Я закусила губу, но не стала спорить, потому что мое тело предало меня с большей готовностью, чем мои слова могли меня защитить. Я решила, что лучше сменить тему, и вырвалась из его хватки, чтобы дать себе необходимое пространство для более ясного мышления.
— Ты знал, что Ноэль наблюдал за мной?
Его глаза жгли мою кожу, как арктический лед.
— Конечно. Он не тот человек, который позволяет своей жертве бегать свободно и беспечно. К сожалению, я только недавно осознал, насколько очевидно было то, что он следил за тобой… Мне нужно было только спросить, кого он мог использовать для достижения такого результата, чтобы подумать о поиске Яны. В конце концов, она уже долгое время была одним из его самых мощных инструментов торговли.
Я хотела сказать ему, что именно Ноэль четыре года назад заставил меня бежать, что он избил меня до безумия и заставил меня бежать.
Но я бы не стала, не тогда, когда не понимала, почему Ксан наконец вернулся ко мне после всего этого времени.
— Почему ты здесь, Александр? — спросила я его, внезапно настолько утомленная, что слова слетали с моих губ деформированными и тяжелыми.
Его золотистые брови нахмурились, а ярость растеклась по машине, словно дым, густой и канцерогенный.
— Честно говоря, неужели ты можешь сомневаться в моих намерениях после всего, что я сказал тебе за последние тридцать шесть часов?
— Есть ли хоть малейшее сомнение, что я это сделаю? — Я возразила, мой собственный гнев прокрадывался сквозь мое изнеможение. — Ты много лет играл со мной как с йо-йо. Я понятия не имею о твоих истинных намерениях. Как я могу?

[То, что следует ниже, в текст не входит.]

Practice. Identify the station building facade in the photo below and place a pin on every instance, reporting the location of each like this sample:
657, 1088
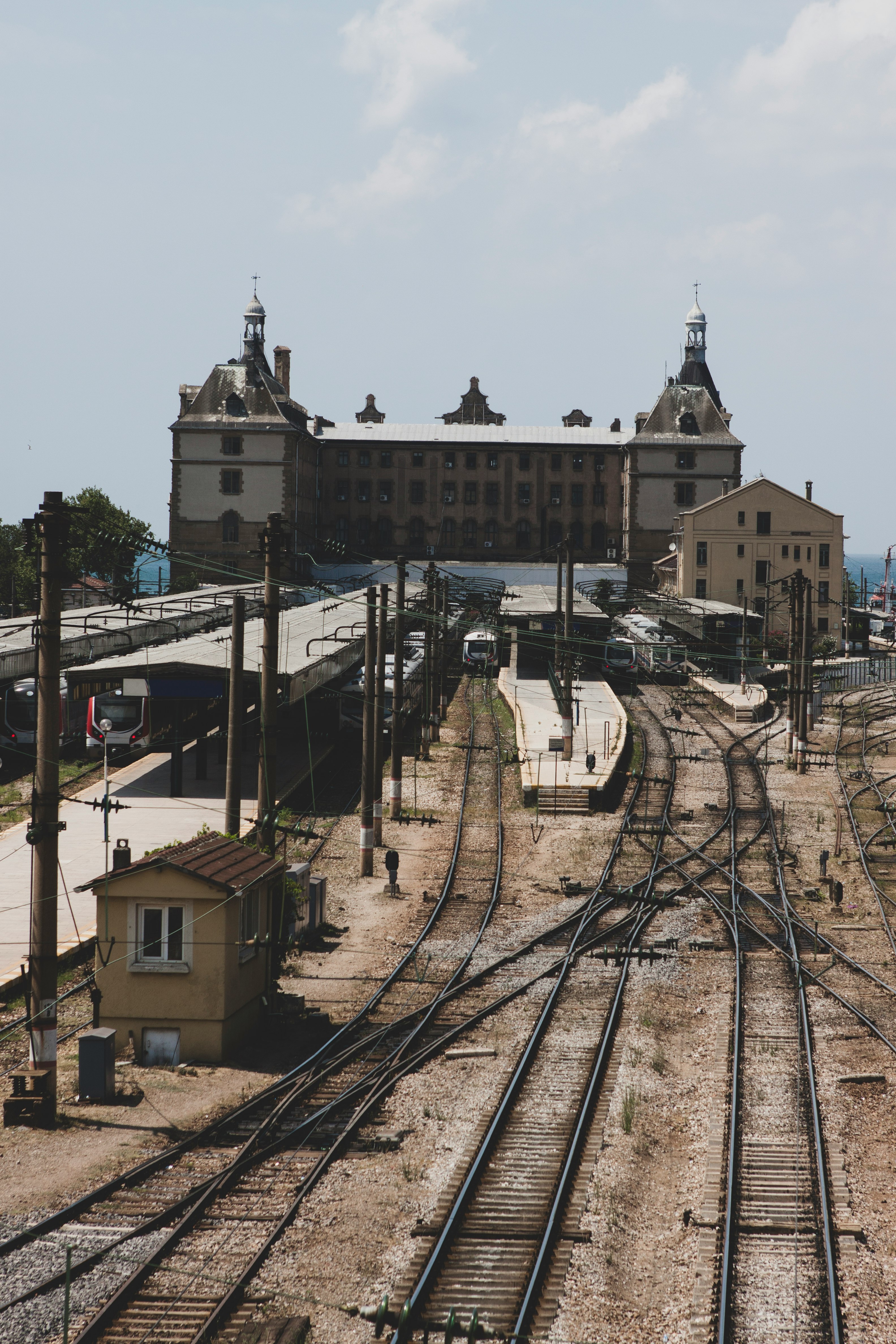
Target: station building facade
469, 486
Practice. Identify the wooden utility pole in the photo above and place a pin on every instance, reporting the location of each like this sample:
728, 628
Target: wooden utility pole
271, 545
233, 789
558, 615
379, 717
367, 752
567, 660
45, 826
792, 667
398, 694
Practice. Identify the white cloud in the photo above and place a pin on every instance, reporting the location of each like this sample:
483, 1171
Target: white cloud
582, 131
413, 169
406, 53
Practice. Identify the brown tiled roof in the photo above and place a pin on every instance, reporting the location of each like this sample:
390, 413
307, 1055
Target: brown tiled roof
214, 858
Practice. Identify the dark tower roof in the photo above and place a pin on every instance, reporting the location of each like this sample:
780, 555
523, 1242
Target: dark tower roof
473, 409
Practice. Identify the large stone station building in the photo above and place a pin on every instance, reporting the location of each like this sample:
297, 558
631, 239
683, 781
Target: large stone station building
469, 486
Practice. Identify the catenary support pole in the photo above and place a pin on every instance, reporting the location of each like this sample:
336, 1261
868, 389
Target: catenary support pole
233, 788
398, 695
567, 659
45, 834
367, 750
379, 716
271, 546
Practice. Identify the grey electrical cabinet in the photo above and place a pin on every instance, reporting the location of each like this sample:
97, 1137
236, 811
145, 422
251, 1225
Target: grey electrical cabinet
97, 1066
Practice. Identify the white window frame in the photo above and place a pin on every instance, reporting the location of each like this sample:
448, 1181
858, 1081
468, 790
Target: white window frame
135, 936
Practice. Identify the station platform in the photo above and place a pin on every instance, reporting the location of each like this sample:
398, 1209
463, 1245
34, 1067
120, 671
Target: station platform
549, 781
748, 709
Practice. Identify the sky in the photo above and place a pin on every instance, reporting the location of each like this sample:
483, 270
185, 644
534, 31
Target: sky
436, 189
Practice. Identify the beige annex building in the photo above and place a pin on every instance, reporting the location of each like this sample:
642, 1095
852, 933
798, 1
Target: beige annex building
746, 542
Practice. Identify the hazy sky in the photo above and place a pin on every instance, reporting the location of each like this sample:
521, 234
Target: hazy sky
434, 189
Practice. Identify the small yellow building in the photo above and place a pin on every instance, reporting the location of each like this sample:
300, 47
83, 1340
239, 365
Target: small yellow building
190, 963
745, 542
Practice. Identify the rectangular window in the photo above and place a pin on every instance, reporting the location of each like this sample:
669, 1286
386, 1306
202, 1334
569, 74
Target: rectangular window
248, 925
160, 933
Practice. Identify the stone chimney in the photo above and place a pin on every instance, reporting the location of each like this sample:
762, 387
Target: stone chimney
281, 365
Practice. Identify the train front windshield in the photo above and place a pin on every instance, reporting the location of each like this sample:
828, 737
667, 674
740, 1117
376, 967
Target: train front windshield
126, 713
22, 710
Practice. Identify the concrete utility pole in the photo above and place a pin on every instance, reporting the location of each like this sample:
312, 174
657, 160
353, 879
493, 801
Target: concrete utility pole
271, 545
233, 791
379, 717
792, 667
558, 615
45, 827
398, 694
436, 659
444, 659
367, 752
567, 660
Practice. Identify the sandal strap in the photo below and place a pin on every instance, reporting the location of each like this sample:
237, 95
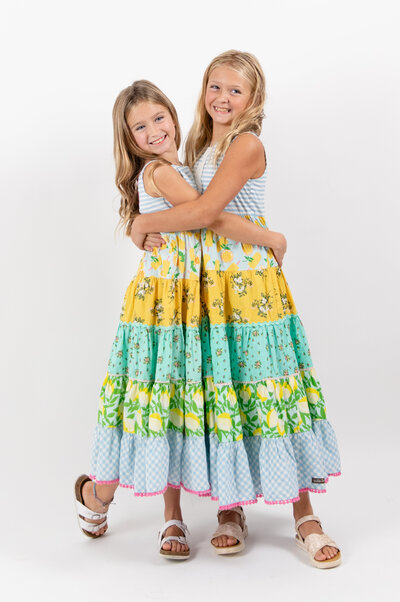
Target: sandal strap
87, 513
239, 510
231, 529
178, 538
316, 541
305, 519
91, 527
178, 523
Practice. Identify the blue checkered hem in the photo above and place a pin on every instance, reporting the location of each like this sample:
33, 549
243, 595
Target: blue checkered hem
149, 465
234, 473
276, 469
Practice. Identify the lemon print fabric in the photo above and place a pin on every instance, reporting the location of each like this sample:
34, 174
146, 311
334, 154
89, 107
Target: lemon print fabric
150, 431
266, 427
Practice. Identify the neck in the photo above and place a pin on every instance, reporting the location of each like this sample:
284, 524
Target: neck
171, 156
219, 131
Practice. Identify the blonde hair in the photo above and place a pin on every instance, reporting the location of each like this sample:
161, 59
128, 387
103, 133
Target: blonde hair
200, 134
129, 158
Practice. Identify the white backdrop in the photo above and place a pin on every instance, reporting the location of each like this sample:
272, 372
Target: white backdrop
332, 140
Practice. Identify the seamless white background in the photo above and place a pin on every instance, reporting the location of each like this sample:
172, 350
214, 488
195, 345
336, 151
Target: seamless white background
332, 140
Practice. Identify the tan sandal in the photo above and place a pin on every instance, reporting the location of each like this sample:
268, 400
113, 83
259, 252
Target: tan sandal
231, 529
170, 554
83, 512
316, 541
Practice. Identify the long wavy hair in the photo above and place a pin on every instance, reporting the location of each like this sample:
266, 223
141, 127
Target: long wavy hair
129, 158
200, 134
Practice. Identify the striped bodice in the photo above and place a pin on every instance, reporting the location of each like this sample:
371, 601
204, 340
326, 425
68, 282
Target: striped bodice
248, 201
149, 204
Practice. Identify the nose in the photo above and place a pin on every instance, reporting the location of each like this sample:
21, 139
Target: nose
152, 129
223, 95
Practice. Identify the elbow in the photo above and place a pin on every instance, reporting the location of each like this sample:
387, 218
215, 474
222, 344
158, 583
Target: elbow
208, 216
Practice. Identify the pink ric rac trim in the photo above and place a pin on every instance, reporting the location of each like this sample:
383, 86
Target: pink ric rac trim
93, 478
295, 499
236, 504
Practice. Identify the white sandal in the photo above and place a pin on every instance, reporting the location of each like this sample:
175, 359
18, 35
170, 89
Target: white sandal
316, 541
231, 529
170, 554
82, 511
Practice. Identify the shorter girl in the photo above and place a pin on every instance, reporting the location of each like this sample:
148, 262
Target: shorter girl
150, 431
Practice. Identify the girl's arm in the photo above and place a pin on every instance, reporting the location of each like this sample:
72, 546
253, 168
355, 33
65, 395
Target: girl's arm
236, 168
170, 184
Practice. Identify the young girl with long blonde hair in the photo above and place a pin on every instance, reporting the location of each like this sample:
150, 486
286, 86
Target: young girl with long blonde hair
266, 427
150, 430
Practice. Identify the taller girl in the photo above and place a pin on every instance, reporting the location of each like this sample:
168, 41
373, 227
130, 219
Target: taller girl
267, 429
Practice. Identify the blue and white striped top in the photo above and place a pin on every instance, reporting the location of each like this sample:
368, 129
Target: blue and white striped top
248, 201
149, 204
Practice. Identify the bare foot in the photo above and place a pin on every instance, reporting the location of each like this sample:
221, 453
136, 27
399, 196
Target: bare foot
327, 552
174, 546
90, 502
223, 541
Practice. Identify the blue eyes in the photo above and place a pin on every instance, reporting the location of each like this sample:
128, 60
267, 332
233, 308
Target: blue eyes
215, 87
157, 119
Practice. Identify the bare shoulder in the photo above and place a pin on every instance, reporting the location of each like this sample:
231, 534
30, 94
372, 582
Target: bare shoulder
249, 151
159, 176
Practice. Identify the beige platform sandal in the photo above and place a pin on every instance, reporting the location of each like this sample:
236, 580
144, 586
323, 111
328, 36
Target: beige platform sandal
231, 529
316, 541
83, 512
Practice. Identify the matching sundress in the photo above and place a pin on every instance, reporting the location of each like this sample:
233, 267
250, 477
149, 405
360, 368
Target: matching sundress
210, 384
267, 432
150, 428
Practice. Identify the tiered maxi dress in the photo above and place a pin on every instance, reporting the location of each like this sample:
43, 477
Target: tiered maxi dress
266, 430
150, 428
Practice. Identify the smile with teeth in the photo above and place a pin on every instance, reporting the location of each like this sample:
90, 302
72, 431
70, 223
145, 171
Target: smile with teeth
221, 110
159, 140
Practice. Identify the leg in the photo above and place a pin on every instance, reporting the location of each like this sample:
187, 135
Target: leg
303, 508
98, 498
172, 501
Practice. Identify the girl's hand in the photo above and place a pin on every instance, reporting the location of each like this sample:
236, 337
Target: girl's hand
279, 247
138, 239
153, 239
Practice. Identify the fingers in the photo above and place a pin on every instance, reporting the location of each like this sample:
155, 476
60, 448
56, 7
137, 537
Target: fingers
153, 239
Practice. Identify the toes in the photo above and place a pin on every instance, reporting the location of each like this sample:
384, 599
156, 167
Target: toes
231, 541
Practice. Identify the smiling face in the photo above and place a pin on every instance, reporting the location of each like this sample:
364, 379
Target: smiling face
228, 94
153, 129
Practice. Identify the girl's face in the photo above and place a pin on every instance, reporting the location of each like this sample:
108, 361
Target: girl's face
152, 128
227, 95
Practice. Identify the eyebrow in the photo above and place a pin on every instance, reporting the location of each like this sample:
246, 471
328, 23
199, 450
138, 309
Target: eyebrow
215, 81
152, 117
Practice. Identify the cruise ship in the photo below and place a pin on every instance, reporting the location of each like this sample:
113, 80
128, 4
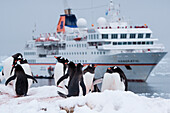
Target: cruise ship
112, 42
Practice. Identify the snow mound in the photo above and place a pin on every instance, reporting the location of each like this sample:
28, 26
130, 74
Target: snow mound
45, 99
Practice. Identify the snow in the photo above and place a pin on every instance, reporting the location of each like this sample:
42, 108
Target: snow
45, 99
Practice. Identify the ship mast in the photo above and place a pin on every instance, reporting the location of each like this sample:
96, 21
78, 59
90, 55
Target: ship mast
113, 12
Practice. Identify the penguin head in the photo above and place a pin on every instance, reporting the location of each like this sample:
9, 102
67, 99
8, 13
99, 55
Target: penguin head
71, 64
17, 56
58, 58
66, 61
17, 67
79, 66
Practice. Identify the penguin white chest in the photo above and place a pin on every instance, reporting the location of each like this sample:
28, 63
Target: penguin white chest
88, 80
58, 72
112, 82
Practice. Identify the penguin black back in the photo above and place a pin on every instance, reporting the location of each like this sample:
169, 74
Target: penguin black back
21, 86
122, 75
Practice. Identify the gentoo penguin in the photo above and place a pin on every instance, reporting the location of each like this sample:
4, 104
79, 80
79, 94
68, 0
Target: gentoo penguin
112, 80
7, 64
88, 75
59, 70
73, 88
122, 76
27, 69
69, 74
21, 84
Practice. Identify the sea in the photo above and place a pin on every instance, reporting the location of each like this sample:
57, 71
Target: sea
156, 86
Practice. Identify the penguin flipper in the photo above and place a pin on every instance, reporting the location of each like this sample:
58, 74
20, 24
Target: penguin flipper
62, 78
62, 95
12, 70
9, 79
31, 77
83, 86
66, 86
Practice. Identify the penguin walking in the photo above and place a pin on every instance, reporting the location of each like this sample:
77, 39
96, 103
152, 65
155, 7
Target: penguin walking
24, 64
88, 75
77, 79
59, 70
8, 63
69, 74
21, 83
113, 80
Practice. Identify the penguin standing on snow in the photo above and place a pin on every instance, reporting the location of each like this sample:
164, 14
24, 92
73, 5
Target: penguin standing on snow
113, 80
73, 88
88, 75
27, 69
60, 69
69, 74
7, 64
122, 76
21, 84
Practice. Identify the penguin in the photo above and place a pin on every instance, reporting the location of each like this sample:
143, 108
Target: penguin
112, 80
24, 64
60, 69
73, 88
122, 76
7, 64
69, 74
21, 84
88, 75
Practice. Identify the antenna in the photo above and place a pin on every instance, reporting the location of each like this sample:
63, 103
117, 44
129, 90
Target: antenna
66, 4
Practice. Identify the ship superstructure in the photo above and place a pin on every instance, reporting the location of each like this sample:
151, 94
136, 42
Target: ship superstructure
112, 43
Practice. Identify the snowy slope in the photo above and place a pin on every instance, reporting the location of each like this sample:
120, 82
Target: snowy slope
45, 100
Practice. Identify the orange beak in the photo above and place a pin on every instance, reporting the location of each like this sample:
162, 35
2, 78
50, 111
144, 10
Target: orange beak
55, 57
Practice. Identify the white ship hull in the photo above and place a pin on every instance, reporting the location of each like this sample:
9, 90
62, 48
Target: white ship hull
136, 66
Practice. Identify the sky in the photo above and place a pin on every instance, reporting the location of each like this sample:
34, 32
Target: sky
18, 17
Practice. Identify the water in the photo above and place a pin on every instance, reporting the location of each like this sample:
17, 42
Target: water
157, 84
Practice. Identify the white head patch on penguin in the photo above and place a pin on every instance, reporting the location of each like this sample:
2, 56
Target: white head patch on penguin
21, 85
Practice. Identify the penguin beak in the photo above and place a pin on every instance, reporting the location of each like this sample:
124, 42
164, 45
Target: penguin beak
109, 68
55, 57
12, 69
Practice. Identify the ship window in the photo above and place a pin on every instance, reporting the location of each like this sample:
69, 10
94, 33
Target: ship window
114, 43
123, 36
114, 36
107, 43
134, 43
97, 36
151, 42
132, 35
139, 43
124, 43
104, 36
147, 43
140, 35
129, 43
143, 43
119, 43
148, 35
91, 36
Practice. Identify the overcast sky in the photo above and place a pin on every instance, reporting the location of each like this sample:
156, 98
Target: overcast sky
17, 18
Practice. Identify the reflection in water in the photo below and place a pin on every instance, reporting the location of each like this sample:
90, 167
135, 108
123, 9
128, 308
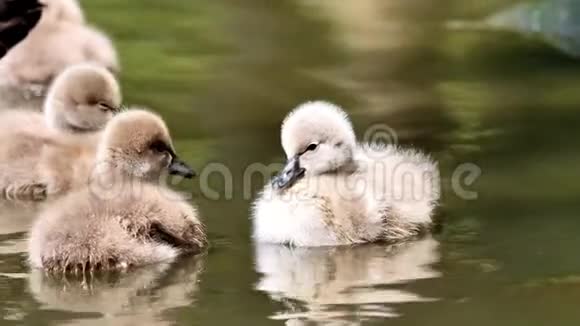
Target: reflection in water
137, 298
331, 284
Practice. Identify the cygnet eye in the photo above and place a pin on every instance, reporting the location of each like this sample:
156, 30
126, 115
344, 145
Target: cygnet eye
312, 147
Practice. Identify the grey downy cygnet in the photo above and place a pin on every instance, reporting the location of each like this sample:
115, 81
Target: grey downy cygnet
125, 220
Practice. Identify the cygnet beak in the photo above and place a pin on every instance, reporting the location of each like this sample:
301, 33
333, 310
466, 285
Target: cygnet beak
178, 167
291, 173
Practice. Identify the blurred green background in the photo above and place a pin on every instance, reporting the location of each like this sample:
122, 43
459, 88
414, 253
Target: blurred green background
494, 83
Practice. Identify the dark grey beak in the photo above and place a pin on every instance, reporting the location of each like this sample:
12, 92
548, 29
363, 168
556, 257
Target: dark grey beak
178, 167
291, 173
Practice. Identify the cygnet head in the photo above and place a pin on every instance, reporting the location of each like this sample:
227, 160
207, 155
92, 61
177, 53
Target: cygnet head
83, 98
318, 138
57, 11
137, 144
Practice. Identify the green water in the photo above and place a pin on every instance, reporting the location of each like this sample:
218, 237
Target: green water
225, 73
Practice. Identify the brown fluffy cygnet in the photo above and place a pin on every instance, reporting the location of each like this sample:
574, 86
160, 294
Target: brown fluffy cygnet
120, 218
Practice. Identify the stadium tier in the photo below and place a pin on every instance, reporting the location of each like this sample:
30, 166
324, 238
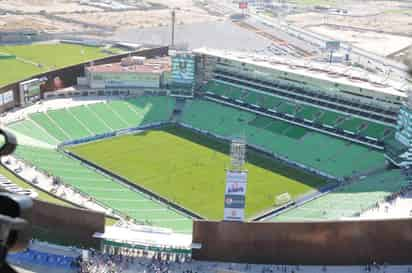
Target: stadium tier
328, 118
327, 154
348, 200
88, 120
104, 190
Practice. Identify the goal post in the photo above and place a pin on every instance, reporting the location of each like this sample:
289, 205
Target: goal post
282, 199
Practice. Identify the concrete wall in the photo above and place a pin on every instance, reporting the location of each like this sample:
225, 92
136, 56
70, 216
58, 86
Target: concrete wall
335, 243
65, 225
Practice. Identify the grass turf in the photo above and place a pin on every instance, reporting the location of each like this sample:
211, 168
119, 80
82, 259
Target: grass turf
189, 169
50, 56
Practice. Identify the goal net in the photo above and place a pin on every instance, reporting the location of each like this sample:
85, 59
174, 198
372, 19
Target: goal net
282, 199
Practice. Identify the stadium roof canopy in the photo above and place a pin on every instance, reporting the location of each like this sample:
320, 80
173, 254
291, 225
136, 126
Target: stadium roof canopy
337, 73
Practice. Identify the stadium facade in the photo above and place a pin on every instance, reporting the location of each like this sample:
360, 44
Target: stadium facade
234, 90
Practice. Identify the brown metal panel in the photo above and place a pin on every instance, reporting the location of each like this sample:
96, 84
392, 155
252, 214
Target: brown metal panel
77, 224
335, 242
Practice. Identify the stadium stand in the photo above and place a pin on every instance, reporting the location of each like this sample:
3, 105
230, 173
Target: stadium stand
104, 190
36, 257
84, 121
348, 200
301, 94
30, 128
331, 155
294, 108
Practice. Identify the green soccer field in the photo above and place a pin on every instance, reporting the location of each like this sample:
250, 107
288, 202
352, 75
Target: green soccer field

— Однажды ты сказала мне, что любишь меня, — безжалостно напомнил он мне, внезапно оказавшись в моем пространстве, обе руки сплелись в моих волосах, так что мое лицо было прижато к его лицу, нос к носу, глаза почти скрещены, когда они встретились. — И однажды я пообещал, что заберу это у тебя; твою любовь, твое тело и твою преданность. Я человек слова, Козима. Я пришел забрать то, что ты всегда хотел мне дать.
— Ты пытаешься сказать мне, что любишь меня? — Я потребовала, потому что он все еще собирал загадки своими словами, и мое настороженное сердце нуждалось в подтверждении.
Я бы не уступила ни на что меньшее, чем его взаимность.
Он все еще смотрел на меня, его глаза работали под тяжелыми веками, его челюсть так напряглась, что я испугалась, что она сломалась от напряжения.
Но он ничего не сказал.
Я схватила его за запястья, как кандалы, и прижала его крепче к себе, чтобы он мог видеть, как светятся мои глаза, как что-то внутри меня хочет протянуть руку и сожрать его целиком. Проглотить его силу и его сущность, пока он не станет полностью моим.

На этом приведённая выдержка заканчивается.